Following Brazil’s recent credit boom, banks are starting to face increased customer arrears. A research report from BB Investimentos, a division of Banco do Brasil, shows the default rate (arrears of 90 days or more) on all loans rose to 4.6% in January from 4.4% in December. Banks are increasing provisions against non-performing loans and taking more conservative lending strategies. Brazil’s total available credit from public and private lenders rose from 34.2% of GDP in January 2008 to 41.2% in January 2009, and banks had initially predicted further credit growth in 2009.
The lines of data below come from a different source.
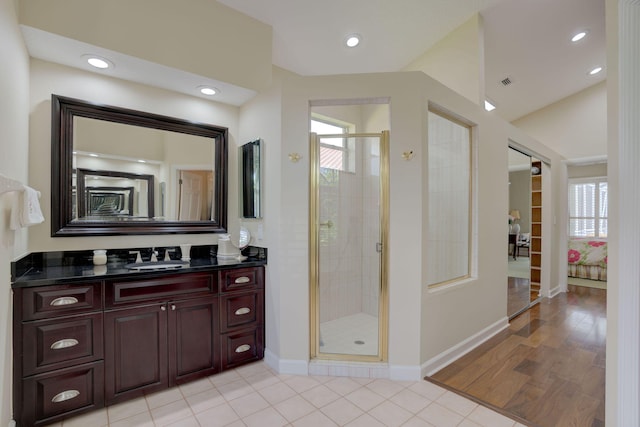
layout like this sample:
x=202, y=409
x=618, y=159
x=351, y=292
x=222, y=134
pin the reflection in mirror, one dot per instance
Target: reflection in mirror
x=249, y=168
x=177, y=168
x=113, y=194
x=518, y=267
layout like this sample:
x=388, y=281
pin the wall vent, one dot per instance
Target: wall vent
x=506, y=81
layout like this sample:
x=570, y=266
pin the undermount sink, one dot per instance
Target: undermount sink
x=156, y=265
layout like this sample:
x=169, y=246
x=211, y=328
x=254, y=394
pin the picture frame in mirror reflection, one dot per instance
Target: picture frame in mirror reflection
x=250, y=158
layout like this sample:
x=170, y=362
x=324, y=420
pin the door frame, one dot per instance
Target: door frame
x=314, y=251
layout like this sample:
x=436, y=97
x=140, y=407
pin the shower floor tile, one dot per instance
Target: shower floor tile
x=355, y=334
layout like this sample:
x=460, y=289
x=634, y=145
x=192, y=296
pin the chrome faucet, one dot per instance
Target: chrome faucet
x=138, y=257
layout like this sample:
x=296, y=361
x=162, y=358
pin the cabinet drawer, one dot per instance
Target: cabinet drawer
x=68, y=390
x=241, y=347
x=61, y=342
x=157, y=288
x=241, y=278
x=60, y=300
x=241, y=310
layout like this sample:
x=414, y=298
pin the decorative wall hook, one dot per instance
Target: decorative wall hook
x=407, y=155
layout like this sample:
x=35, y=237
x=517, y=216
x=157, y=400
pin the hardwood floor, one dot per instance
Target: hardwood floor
x=547, y=369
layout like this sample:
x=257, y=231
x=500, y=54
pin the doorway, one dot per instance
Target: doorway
x=348, y=235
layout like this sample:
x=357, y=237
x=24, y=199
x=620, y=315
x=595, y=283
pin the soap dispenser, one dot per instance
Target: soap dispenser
x=226, y=249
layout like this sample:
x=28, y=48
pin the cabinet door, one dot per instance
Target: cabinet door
x=193, y=339
x=135, y=351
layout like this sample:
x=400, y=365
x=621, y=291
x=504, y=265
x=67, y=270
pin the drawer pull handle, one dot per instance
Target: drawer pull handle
x=64, y=301
x=243, y=348
x=65, y=395
x=67, y=342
In a further sign of the impact on Brazil of the credit crunch, Brazilian finance minister Guido Mantega has admitted the country is unlikely to meet the official 4% GDP growth target for 2009. While the government will continue to introduce economic stimulus measures, analysts predict the economy will grow by just 1% this year, compared with 5.1% in 2008. Tighter credit is cited among reasons for the slowdown.
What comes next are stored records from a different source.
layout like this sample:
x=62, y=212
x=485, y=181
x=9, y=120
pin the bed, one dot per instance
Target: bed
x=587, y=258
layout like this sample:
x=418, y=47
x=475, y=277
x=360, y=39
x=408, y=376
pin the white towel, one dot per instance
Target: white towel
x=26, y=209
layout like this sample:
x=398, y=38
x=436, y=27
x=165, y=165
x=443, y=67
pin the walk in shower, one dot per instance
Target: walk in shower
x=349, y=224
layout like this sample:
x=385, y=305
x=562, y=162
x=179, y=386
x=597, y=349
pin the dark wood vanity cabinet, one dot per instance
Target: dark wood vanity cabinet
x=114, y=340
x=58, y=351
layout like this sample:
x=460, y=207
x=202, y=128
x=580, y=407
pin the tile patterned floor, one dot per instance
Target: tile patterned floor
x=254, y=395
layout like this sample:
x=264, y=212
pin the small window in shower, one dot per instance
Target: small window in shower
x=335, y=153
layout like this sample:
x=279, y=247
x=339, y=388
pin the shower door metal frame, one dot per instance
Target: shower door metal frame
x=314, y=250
The country’s oil industry is shrugging off the downturn, though. Japan’s Marubeni industrial group will finance construction of an $8.5 billion refinery by Petrobras, Brazil’s state-owned oil company. The loan will be partly repaid with future output from the refinery, which will convert crude oil into low-sulfur diesel. It will process up to 300,000 barrels per day when a first phase is completed in 2013, with a second phase doubling capacity by 2015. The loan comes on the heels of an agreement by the China Development Bank to provide $10 billion for Petrobras to finance its $174.4 billion five-year investment program.

The Brazilian Air Force will help finance a $500 million program for Embraer, the world’s third-largest aircraft producer, to develop a new military transport plane. The Brazilian company estimates demand for the KC-390 will allow it to sell 700 units of the new model worldwide by 2020. The air force plans to purchase up to 30 of the new planes.